John Barlow, Ph.D., is a pre-tenure track researcher. His research focus is in the area of dairy cattle health and disease. He has prior experience as a practicing veterinarian focused on dairy cattle and PhD in mathematical and molecular epidemiology. Dr. Barlow will lead rumen health data and microbial and dairy sample collection. He will also provide support for implementation of the traxial accelerometers and use of these devices to monitor grazing activity and behavior. Barlow has previous experience with use of activity meters to monitor dairy cattle behavior.
Jana Kraft Ph.D., is an Assistant Professor at the UVM Department of Animal Sciences. Dr. Kraft holds a B.S. in Nutritional sciences and a Ph.D. in Nutritional Physiology/Lipid Biochemistry from the University of Jena in Germany.

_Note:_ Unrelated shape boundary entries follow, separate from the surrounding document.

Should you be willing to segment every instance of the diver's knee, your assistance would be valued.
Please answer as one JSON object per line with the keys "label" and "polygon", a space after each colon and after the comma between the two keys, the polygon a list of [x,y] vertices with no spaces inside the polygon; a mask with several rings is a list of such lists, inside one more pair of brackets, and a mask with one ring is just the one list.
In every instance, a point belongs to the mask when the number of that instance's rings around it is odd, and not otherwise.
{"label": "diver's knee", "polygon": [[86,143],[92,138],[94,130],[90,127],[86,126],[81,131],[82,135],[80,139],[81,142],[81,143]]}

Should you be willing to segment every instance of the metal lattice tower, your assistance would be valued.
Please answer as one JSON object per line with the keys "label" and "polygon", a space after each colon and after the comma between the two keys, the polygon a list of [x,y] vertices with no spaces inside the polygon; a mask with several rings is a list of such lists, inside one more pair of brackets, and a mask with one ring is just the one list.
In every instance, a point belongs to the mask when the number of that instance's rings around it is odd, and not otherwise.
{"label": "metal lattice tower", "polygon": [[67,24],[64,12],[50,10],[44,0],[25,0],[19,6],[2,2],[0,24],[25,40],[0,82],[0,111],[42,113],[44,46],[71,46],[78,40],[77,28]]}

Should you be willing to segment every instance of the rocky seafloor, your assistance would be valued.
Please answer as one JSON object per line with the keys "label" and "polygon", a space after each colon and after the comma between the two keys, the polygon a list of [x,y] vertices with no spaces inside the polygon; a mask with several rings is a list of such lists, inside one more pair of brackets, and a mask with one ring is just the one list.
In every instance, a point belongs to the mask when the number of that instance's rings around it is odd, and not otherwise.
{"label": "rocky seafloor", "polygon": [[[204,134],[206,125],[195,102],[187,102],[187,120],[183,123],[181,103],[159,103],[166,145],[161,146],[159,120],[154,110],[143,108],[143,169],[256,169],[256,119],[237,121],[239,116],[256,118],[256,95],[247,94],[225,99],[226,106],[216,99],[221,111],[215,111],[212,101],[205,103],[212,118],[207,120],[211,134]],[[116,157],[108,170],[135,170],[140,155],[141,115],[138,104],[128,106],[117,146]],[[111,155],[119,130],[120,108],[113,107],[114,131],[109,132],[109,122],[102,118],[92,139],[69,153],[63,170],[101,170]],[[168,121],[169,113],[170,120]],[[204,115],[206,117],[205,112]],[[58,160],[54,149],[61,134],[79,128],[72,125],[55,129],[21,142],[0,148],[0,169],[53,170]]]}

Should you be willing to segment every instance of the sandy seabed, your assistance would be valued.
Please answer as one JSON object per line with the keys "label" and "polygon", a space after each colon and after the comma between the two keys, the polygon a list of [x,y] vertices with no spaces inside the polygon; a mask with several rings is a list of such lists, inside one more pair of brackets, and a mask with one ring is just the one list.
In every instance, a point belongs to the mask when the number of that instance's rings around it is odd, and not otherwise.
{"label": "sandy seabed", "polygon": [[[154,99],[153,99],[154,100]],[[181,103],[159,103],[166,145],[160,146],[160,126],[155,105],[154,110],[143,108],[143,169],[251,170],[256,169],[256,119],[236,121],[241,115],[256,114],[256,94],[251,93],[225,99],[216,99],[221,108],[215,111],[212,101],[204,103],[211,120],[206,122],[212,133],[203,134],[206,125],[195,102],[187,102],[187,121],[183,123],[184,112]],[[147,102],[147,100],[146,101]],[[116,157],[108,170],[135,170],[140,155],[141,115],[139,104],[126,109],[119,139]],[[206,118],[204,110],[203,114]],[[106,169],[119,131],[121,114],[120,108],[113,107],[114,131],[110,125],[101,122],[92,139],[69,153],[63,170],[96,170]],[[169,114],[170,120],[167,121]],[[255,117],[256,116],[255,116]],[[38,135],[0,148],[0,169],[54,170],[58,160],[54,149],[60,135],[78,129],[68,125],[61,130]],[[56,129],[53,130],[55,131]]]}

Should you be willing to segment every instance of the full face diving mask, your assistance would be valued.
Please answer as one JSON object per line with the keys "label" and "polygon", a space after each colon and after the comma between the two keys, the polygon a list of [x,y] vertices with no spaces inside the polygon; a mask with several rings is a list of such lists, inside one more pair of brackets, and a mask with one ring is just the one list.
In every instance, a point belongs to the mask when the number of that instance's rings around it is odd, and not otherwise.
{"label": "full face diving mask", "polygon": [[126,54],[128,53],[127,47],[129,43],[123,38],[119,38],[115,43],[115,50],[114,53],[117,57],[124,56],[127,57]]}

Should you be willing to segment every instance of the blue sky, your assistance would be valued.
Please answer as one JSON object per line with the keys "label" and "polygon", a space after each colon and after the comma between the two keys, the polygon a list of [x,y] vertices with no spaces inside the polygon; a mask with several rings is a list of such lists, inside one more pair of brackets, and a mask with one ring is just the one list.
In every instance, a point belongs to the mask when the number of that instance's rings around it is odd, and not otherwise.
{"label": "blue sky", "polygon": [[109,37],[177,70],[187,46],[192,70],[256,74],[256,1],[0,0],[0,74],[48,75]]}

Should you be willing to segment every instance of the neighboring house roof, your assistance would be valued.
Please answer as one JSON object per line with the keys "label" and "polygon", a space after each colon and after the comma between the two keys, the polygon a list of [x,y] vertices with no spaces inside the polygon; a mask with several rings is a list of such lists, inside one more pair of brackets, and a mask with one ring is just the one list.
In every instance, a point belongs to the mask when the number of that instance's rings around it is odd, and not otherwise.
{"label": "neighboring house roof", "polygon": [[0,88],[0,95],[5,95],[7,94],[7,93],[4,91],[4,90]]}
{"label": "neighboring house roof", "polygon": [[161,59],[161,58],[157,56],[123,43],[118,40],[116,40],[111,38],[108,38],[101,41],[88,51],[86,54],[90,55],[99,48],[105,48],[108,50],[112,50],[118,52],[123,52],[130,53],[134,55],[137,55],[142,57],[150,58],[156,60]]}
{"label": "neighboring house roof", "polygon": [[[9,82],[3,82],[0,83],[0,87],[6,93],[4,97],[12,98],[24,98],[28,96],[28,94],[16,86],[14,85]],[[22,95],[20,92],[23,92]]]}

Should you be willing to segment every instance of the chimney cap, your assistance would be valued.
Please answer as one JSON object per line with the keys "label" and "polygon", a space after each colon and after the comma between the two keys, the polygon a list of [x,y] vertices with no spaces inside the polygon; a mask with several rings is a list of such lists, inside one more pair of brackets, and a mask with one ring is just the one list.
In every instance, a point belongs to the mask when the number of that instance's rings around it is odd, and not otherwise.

Dr. Kraft’s research at the interface of animal science and human nutrition integrates ruminant nutrition and utilization of animal models to determine factors influencing the nutritional quality of ruminant-derived fats/fatty acids and their role in prevention and treatment of the metabolic syndrome. She will be responsible for milk quality analyses.
Joe Roman, PhD, is a Research Assistant Professor in the Rubenstein School of the Environment and Natural Resources and a fellow at the Gund Institute for Ecological Economics. A conservation biologist, Roman has worked on projects that have examined the relationship of biodiversity and cattle well-being as a Fulbright Scholar in Brazil and the connection between biodiversity and human disease ecology as a Science and Technology Policy Fellow with the American Association for the Advancement of Science. He is currently a McCurdy Visiting Scholar at Duke University. He is the PI, along with co-PIs Alvez and Barlow, on a UVM REACH grant:
Biodiversity and cattle well-being: Forage diversity, microbial diversity, herd health, and milk composition. On the SARE grant, Roman will be responsible for writing the final research paper and will provide support for the rumen microbial analysis and GPS monitoring of cattle.